Lesson #4: I focused on my motivational factor
I had a physical representation (a puppy stuffed animal) of the purpose for deciding to go sugar-free; I really wanted to re-balance my energy level, restore my body, and get pregnant so my husband and I could have a chance to start a family. When it got tough some days and I had recurring migraines, I remembered my motivation and reminded myself of why I was doing this.
Lesson #5: I created a tiny habit-forming mantra
When I was on vacation, we passed by several ice cream shops. Each restaurant I visited served blueberry pie. It was difficult to resist. My health coach and I came up with a “tiny habit” mantra that I would act upon whenever faced with such a challenge. It was “I love my body and I’m doing this for my future baby” and I jumped up with a “yahoo!” (which was a “celebratory” action) I repeated this several times during my vacation and it helped me to center myself and celebrate the wins whenever the temptation arose.
Lesson #6: I got my partner on board
Accountability is critical here, especially from the ones you spend the most time with. My husband has been my number one advocate on this journey, so it was easy for me. He kept me away from sweets and reminded me why I was doing it each time I had a craving. He also decided to forgo his own desserts so that I would have fewer temptations.
Lesson #7: I brushed my teeth after each meal
I discovered that if I waited too long to brush my teeth after breakfast or dinner, my cravings would creep up. And, while I typically don’t brush my teeth after lunch, I realized how powerful a deterrent it was to have my teeth minty clean after lunch to keep me from craving sweets.
Lesson #8: I read the labels
I started out the month by writing down everything I was eating, but it became a chore very quickly. Instead, I decided I would focus on reading the labels if my food came in a box or a container. I learned so much about what different ingredients mean, especially the many names for sugar. I tried my best not to eat processed things in packaging and opted for food that came in its natural form.
Lesson #9: I ate fruit in moderation
To compensate for my sugar craving, I ate a lot of fruit at the beginning of this journey. But I eventually learned to dial it down to one cup of fruit for the whole day. Instead, I found alternative snacks like tomatoes, celery with nut butter, and gluten-free chips with hummus. I also found that when I have these pieces cut and ready to eat at the center of my fridge, I’m more likely to eat them.

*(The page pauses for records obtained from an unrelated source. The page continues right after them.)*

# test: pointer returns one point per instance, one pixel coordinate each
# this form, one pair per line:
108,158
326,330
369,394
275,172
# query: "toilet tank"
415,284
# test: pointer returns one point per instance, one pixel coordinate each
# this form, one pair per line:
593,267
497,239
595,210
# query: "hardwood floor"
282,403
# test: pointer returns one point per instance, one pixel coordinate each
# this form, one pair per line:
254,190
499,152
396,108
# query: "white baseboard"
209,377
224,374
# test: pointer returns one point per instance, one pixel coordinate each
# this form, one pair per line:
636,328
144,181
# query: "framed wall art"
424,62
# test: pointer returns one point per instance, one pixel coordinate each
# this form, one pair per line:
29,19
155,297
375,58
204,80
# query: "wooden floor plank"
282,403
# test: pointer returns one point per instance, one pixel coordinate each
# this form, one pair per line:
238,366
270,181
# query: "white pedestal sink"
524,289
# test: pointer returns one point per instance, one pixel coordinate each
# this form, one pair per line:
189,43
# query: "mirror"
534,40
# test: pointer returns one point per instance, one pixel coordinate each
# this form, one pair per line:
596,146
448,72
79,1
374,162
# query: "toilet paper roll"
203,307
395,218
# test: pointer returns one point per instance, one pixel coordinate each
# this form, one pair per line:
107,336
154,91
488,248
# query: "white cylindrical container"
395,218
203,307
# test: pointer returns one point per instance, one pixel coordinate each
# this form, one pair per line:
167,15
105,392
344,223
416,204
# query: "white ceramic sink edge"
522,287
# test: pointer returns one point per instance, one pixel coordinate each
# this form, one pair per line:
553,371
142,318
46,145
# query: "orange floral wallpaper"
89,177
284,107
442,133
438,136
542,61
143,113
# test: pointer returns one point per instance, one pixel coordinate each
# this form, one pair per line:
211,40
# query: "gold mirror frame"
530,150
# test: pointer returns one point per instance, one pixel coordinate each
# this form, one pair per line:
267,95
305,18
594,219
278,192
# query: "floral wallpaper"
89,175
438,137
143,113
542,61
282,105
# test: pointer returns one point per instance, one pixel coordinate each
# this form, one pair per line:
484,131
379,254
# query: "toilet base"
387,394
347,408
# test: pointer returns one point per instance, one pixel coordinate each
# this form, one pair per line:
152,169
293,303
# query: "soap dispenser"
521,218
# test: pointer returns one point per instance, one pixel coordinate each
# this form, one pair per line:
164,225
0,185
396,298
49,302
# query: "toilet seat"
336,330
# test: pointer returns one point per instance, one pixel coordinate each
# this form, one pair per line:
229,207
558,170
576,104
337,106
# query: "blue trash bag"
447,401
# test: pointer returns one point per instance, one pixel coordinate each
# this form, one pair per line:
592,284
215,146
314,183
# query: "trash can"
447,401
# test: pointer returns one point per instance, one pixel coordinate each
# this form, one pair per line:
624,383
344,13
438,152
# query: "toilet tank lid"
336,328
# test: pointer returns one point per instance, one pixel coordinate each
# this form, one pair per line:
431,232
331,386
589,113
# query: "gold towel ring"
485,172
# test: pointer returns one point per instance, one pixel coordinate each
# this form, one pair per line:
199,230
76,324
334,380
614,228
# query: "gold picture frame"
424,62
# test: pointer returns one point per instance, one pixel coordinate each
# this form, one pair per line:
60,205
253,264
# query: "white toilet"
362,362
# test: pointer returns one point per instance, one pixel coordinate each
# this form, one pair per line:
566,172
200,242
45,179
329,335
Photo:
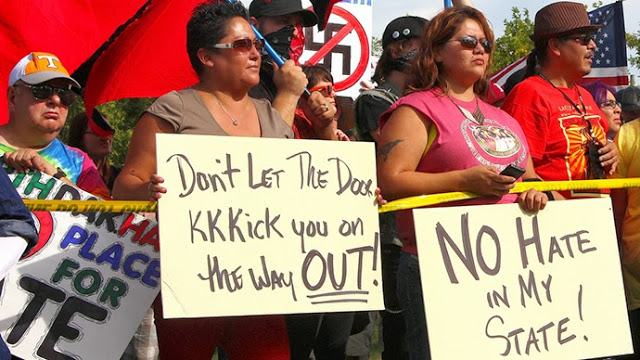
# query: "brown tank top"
187,113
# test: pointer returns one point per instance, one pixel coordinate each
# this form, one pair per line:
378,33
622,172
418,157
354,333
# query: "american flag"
610,60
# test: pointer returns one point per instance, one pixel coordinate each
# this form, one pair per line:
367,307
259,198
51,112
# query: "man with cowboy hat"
565,128
282,23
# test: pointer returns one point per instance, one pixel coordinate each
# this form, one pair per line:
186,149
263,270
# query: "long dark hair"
78,125
426,71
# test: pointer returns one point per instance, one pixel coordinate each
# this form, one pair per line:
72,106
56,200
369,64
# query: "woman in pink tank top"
442,137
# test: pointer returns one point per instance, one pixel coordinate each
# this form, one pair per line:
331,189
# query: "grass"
375,350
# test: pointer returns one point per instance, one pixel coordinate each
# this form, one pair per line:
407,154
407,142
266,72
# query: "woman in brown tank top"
224,52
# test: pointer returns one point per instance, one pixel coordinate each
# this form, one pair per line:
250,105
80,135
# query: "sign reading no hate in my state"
267,226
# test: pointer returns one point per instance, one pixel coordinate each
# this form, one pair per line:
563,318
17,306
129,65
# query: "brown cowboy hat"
561,18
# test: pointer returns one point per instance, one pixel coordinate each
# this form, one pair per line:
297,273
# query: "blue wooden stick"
271,51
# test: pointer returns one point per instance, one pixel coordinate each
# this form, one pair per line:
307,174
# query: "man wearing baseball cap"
39,95
282,23
565,128
629,99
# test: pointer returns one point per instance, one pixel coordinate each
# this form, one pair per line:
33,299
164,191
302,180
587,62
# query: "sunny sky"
496,11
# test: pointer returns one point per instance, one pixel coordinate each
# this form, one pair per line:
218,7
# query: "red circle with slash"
351,25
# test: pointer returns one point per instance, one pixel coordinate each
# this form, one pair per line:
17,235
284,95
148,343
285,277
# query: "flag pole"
270,50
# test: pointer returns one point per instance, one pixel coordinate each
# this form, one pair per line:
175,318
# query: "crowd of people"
431,116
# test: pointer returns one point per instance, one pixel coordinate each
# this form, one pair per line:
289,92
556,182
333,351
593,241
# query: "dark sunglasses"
582,39
242,45
45,92
325,90
611,104
471,43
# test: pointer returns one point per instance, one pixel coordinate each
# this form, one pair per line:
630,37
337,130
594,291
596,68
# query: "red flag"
148,59
322,8
71,29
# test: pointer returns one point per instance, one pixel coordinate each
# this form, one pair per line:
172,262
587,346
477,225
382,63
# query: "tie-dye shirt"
78,166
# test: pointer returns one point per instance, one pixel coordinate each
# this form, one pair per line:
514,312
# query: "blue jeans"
410,297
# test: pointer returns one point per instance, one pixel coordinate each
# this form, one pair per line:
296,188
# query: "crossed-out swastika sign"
339,46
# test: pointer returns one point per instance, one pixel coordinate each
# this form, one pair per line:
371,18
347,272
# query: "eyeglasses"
469,42
45,92
242,45
610,104
325,90
582,39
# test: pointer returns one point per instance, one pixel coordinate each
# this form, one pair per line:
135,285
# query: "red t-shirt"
556,132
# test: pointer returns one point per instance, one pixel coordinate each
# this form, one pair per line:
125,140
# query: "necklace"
477,114
233,121
583,112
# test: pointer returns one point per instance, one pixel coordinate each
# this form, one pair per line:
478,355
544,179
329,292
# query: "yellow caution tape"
91,205
401,204
433,199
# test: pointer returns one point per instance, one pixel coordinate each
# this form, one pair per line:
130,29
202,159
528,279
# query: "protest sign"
509,284
83,291
267,226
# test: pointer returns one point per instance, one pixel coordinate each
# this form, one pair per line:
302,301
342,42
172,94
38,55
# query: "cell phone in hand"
513,170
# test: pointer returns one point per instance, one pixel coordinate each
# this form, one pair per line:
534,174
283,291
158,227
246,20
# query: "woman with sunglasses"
225,54
605,96
563,124
442,137
320,81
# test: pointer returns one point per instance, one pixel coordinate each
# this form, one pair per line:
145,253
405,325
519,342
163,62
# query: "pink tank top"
461,143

Lesson #10: I wrote a letter to my body
Perhaps one of the most powerful things I did was this: I wrote a letter in an attempt to forgive myself for how I’ve treated my body all these years. I apologized to my body, like it was another person, for neglecting it and mistreating it for so long. I affirmed how important my body is to me and how much I appreciate it serving me all these years. I made a new promise to cherish it for as long as I live. Once I wrote these words, I began to feel a sense of relief, reconciliation and compassion. I felt I was given a second chance to really treat my body well.
Now, I truly feel that I have a new chapter in my life where I have a different relationship with my body, one that is more loving, kind, and compassionate. Writing this letter kicked off my sugar-free challenge and made me feel renewed and more powerful. In fact, I believe it was the single-most important factor in sustaining my 27-day sugar detox.
I’m happy to say that I’ve been consistently omitting refined sugar even now, three weeks into August.
Change is never easy, but if I can kick my lifelong sugar habit and instead feed my body healthy, nutritious food, then I know that anyone can do it too. What’s something about your life, food-related or not, that you thought you could never change but are trying to? And what are you willing to do this week to kick start moving towards your long-term goal?